Oh, do I love Christmas cookies.  Lots of them.  And all kinds.  I probably have more than 200 recipe cards with cookies.  And then I have cookie cookbooks.  I used to have even more, but I gave about half away. 

What’s really funny is that I love making the cookies, but I usually don’t eat many of them.  While Walt was working, his group would have holiday foods brought in for two weeks during December.  Because I loved to bake, I always made a variety of “goodies”.  Then by keeping just a few for us, the rest were enjoyed by the people Walt worked with. 

This may be a holdover from my childhood.  We made plates and plates of cookies to give to friends and neighbors (and anyone else who came by) during the holiday season.  Some years we probably had 25-30 plates of cookies and brown bread.  You can imagine how many cookies it took, since each plate probably had almost two dozen cookies on it, sometimes even more if the family had lots of children.  Of course, with five children in the family we ate a lot of them also.

Every year I baked Russian Tea Cakes, also called Mexican Wedding Cookies among other names.  Last year I helped my three youngest grandchildren bake them.  Sometimes I made peanut brittle.  I have a recipe for cream cheese lemon bars that were good.  The recipe for chocolate balls with cherries in the center is a messy recipe to make.  (Make sure the dough is COLD before making the balls;  there is lots of butter and warm hands make the dough very sticky.)

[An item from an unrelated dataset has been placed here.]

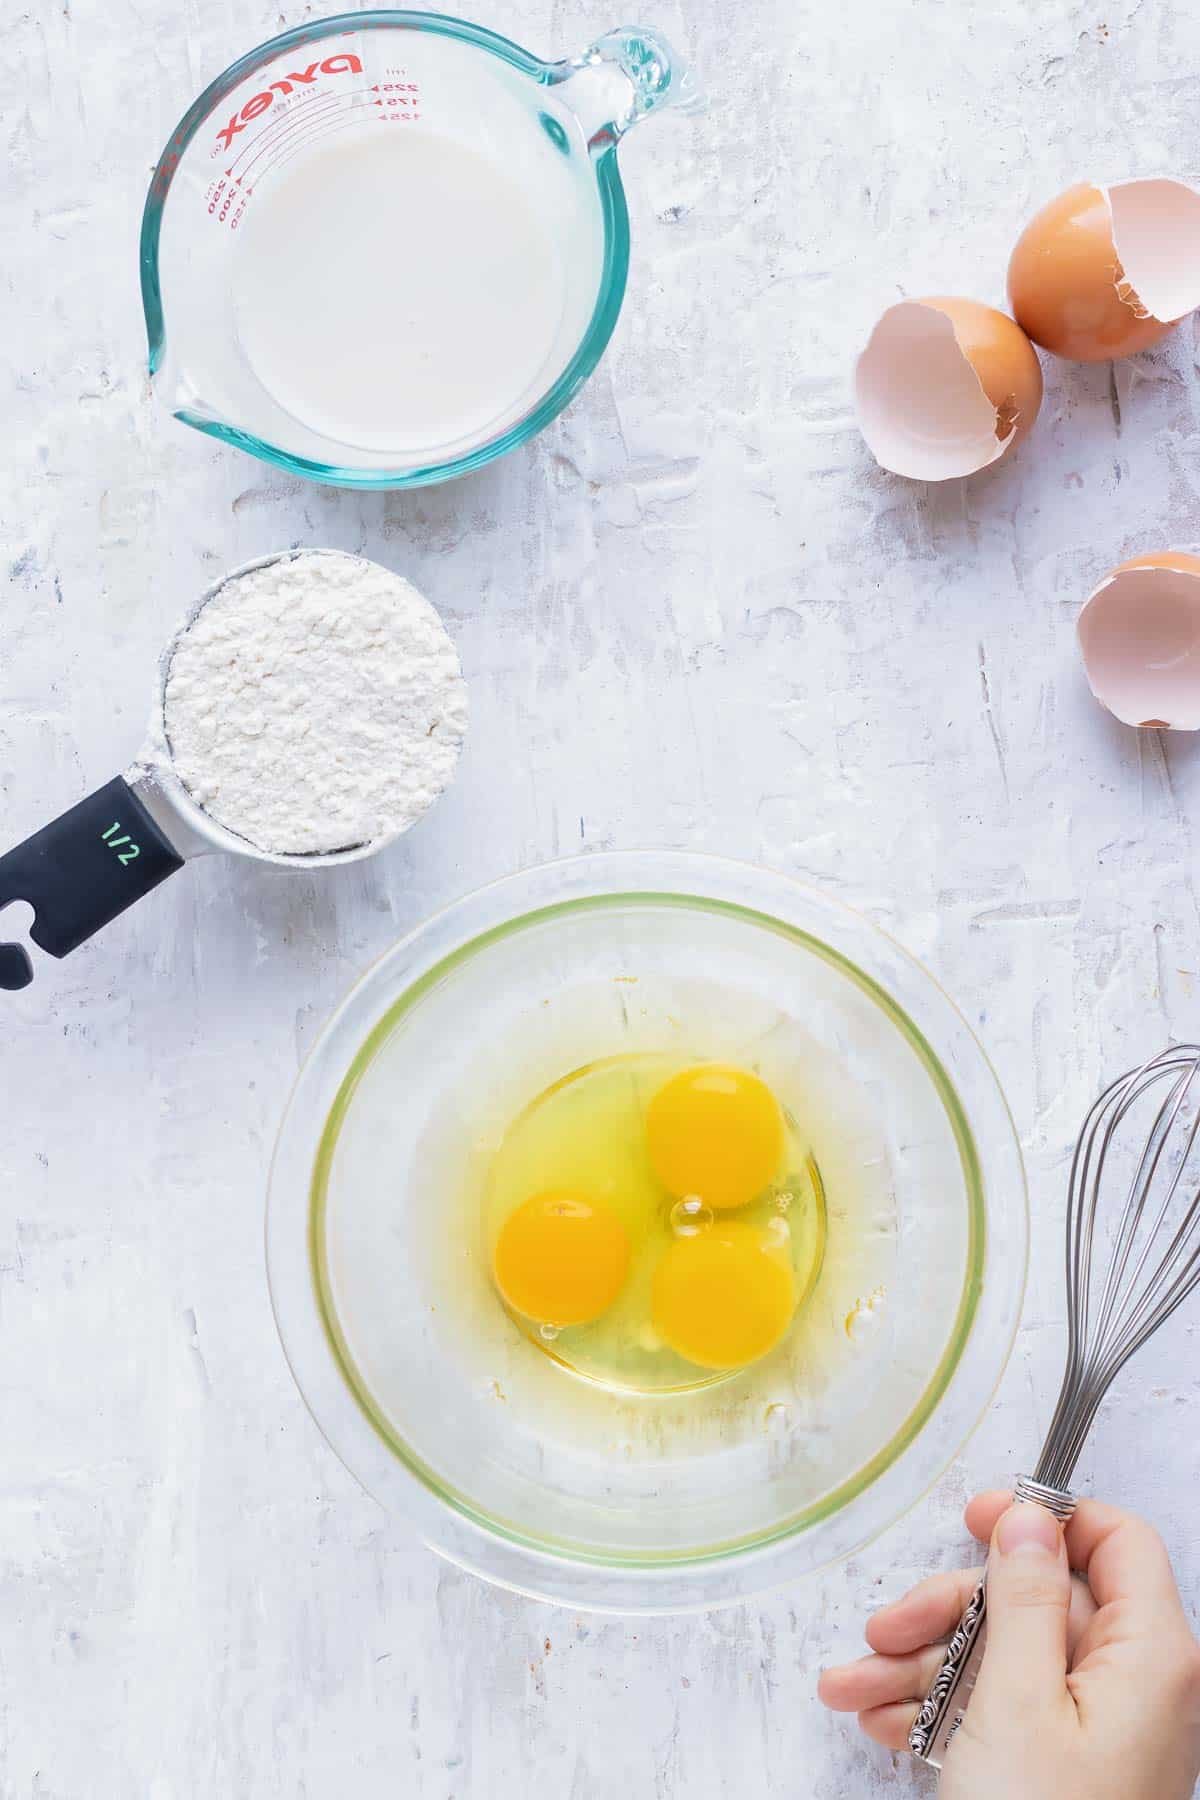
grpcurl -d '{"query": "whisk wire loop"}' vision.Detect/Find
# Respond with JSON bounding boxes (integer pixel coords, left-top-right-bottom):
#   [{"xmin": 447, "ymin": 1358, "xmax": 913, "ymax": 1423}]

For a couple of years, when I was about 11 or 12, I made rolled cookies and cut them into circles.  My aunt had taken a cake decorating class and we then decorated each of these 3-4 inch round cookies with stockings, Santa faces, wreaths, trees, bells, and stars.  Aunt Jo taught me how to make a pastry tube out of parchment paper and one year she gave me my own set of decorating tips.  I still have those tips, even though I seldom use them.  (I’d rather store them that get rid of them.  And they don’t take much room.)  This is still a special memory.  Perhaps I can teach my grandchildren to decorate this year.